Un soupir mélancolique quitta les lèvres de l’alfombre. Raeni avait tenu parole lorsque la guerre les avait atteints. Elle avait veillé sur lui, l’avait emmené à l’abri. Avëlëa les avait soignés et logés chez Laertha pendant près d’un an avant que l’orphelinat ne puisse les accueillir tous les trois. Même là-bas, l’hybride avait continué à protéger son ami, cette fois contre Khassendrah. Elle avait toujours honoré son serment. Jamais elle n’avait laissé le jeune homme dans la difficulté, même lorsqu’elle avait décidé de prendre Ayrik sous son aile.
Sa main serra le médaillon suspendu à son cou lorsque les récents évènements défilèrent à nouveau dans son esprit. Il savait à quel point Raeni avait dû s’inquiéter lorsqu’elle avait remarqué sa disparition. Il avait vu son déchirement lorsqu’elle avait dû le laisser derrière elle pour fuir avec Ayrik alors qu’il aurait dû l’accompagner. Il aurait aimé être à ses côtés aujourd’hui, la serrer dans ses bras, sentir la caresse légère de ses cheveux contre sa joue. Il aurait voulu la voir sourire, debout à la proue du navire, quand l’immense étendue de l’océan avait dû se refermer autour d’eux. A la place, il avait passé deux jours à imaginer sa tristesse et à supporter la douleur. Il n’avait que peu dormi, malgré les recommandations d’Avëlëa. Dès qu’il fermait les yeux, il ne pouvait empêcher sa mémoire de lui montrer le visage trempé de larmes de Raeni. Il ressentait son absence, plus cruelle encore que les souvenirs de leur dernière discussion.

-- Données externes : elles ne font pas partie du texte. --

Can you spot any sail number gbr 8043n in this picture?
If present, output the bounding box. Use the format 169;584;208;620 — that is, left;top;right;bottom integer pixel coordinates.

Un courant d’air frais vint alors caresser sa peau. Une pâle lueur se dessina devant ses iris écarlates, et un sourire léger étira ses lèvres. Un froid glacial, mais rassurant, effleura sa joue avant de s’attarder autour de lui. Il tenta de se reprendre, s’aperçut qu’une larme avait coulé sur sa joue. Il l’essuya d’un geste.
— Merci, Laertha, souffla-t-il.
La flamme de la bougie sembla s’animer d’une énergie nouvelle. Sa langue orangée brilla plus fort un court instant, et sa danse se fit plus légère, plus aérienne. Le contact glacial du fantôme s’estompa, mais Faelor se sentait apaisé. Son câlin lui avait rappelé que, malgré l’absence de Raeni, il n’était pas seul. Il avait toujours des amis sur qui compter, un groupe à surveiller. Il savait aussi que, malgré la distance, un lien existerait toujours entre l’hybride et lui. Un fil ténu, de toute évidence magique, mais qui lui assurait que la jeune femme était encore en vie.